If in God’s providence and for good reasons you are headed to a new place, check out the TGC Church Directory, the 9Marks Church Search, or the Acts 29 Church Finder. There are other networks and ways to find a fine church, but these are three that we recommend regularly.

Finally, here are four things to look for when you’re getting to know a church either through a visit in person or to their website:

  • What do they believe? This is available on most church sites or at an information counter.
  • What’s their diet? Check out their sermon archive to see if they preach topically or through books of the Bible in an expository fashion.
  • How are they led? Are they led by biblical qualified elders/pastors?
  • What’s important to them? This takes some perceptivity, but, for example, are they engaged in the spread of the gospel locally and abroad?

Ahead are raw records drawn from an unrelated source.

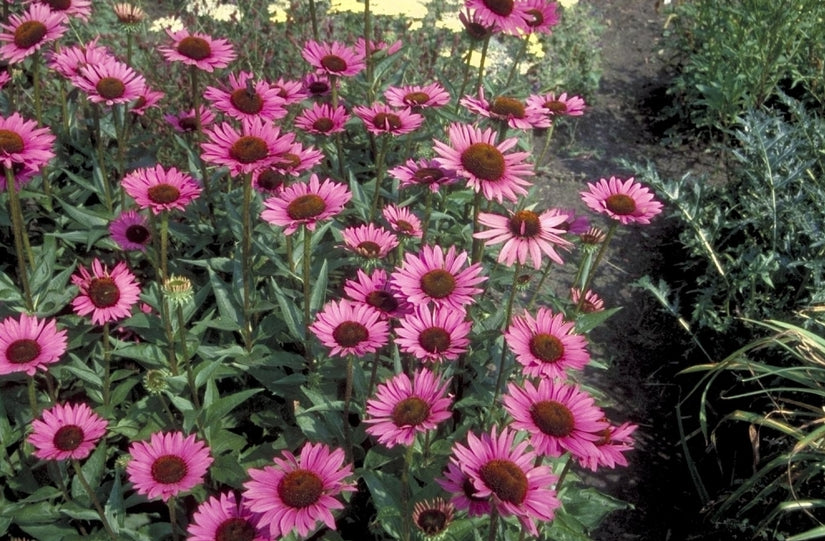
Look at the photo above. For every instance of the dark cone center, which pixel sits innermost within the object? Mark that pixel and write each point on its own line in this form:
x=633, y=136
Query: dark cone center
x=525, y=223
x=438, y=283
x=104, y=292
x=300, y=488
x=163, y=194
x=195, y=48
x=306, y=206
x=235, y=529
x=22, y=351
x=620, y=204
x=505, y=106
x=350, y=333
x=505, y=479
x=249, y=149
x=29, y=34
x=411, y=411
x=169, y=469
x=434, y=340
x=68, y=437
x=484, y=161
x=553, y=418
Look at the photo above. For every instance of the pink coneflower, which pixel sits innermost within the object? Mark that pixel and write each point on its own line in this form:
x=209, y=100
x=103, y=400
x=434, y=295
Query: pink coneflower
x=131, y=231
x=546, y=345
x=464, y=495
x=244, y=97
x=68, y=61
x=159, y=189
x=382, y=119
x=375, y=290
x=223, y=518
x=614, y=442
x=298, y=492
x=290, y=91
x=518, y=115
x=110, y=82
x=147, y=98
x=540, y=17
x=198, y=49
x=29, y=344
x=417, y=97
x=70, y=8
x=349, y=328
x=434, y=335
x=433, y=517
x=65, y=431
x=508, y=15
x=256, y=146
x=298, y=159
x=592, y=302
x=306, y=204
x=558, y=106
x=369, y=241
x=427, y=173
x=508, y=475
x=322, y=119
x=476, y=155
x=333, y=58
x=28, y=32
x=401, y=408
x=107, y=296
x=22, y=142
x=402, y=221
x=187, y=122
x=433, y=276
x=168, y=464
x=526, y=235
x=625, y=201
x=559, y=417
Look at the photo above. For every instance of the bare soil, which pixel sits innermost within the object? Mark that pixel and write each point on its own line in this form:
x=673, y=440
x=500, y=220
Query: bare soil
x=627, y=119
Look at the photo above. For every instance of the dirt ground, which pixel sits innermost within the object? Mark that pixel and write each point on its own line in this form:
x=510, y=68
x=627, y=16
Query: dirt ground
x=643, y=345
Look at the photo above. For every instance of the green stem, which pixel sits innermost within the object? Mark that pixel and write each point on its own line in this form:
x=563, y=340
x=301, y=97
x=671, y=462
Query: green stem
x=92, y=496
x=18, y=231
x=246, y=264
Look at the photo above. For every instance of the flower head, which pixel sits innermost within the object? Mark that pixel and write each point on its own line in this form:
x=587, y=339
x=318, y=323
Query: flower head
x=198, y=49
x=526, y=235
x=107, y=296
x=333, y=58
x=475, y=155
x=349, y=328
x=559, y=417
x=306, y=204
x=434, y=335
x=625, y=201
x=160, y=189
x=27, y=32
x=546, y=345
x=403, y=407
x=131, y=231
x=505, y=471
x=299, y=491
x=28, y=344
x=67, y=431
x=438, y=277
x=382, y=119
x=168, y=464
x=258, y=145
x=224, y=518
x=244, y=97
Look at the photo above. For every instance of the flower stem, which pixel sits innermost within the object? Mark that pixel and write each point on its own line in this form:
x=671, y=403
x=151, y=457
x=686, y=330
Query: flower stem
x=18, y=232
x=92, y=496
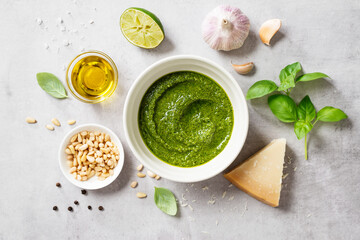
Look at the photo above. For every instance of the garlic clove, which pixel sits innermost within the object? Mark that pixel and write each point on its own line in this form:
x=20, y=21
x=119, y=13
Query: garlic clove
x=243, y=68
x=225, y=28
x=268, y=30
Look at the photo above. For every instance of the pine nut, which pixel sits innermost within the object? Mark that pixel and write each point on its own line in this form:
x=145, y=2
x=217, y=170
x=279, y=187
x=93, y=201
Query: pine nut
x=50, y=127
x=72, y=149
x=151, y=174
x=55, y=122
x=73, y=139
x=107, y=137
x=133, y=184
x=141, y=195
x=30, y=120
x=71, y=122
x=79, y=137
x=140, y=167
x=90, y=158
x=142, y=175
x=83, y=147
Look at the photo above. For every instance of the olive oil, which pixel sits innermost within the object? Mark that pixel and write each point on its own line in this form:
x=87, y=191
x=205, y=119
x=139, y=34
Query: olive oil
x=93, y=77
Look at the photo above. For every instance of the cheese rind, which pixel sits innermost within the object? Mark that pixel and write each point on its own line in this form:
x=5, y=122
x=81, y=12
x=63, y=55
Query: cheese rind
x=261, y=175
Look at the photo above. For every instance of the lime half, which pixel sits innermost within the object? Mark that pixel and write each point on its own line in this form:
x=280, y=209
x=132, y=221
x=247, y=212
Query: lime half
x=142, y=28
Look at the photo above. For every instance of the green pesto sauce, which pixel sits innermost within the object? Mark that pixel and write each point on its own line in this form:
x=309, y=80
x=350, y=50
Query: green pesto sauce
x=185, y=119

You won’t find a perfect church in DSC, and you won’t find one anywhere else. Each church will have its areas of strength and it’s areas of needed growth. In the Lord’s wisdom, every Christian and every local gathering is a work of his grace in process. But perhaps these links and counsel will help you find a good fit if and when it comes time to move.

If leaving DSC is hard, then you’ve done it right. That says as much about God’s grace to commit you to this church as it does the body you’ve grown to love. Wherever you land, involve yourself with that same love and commitment.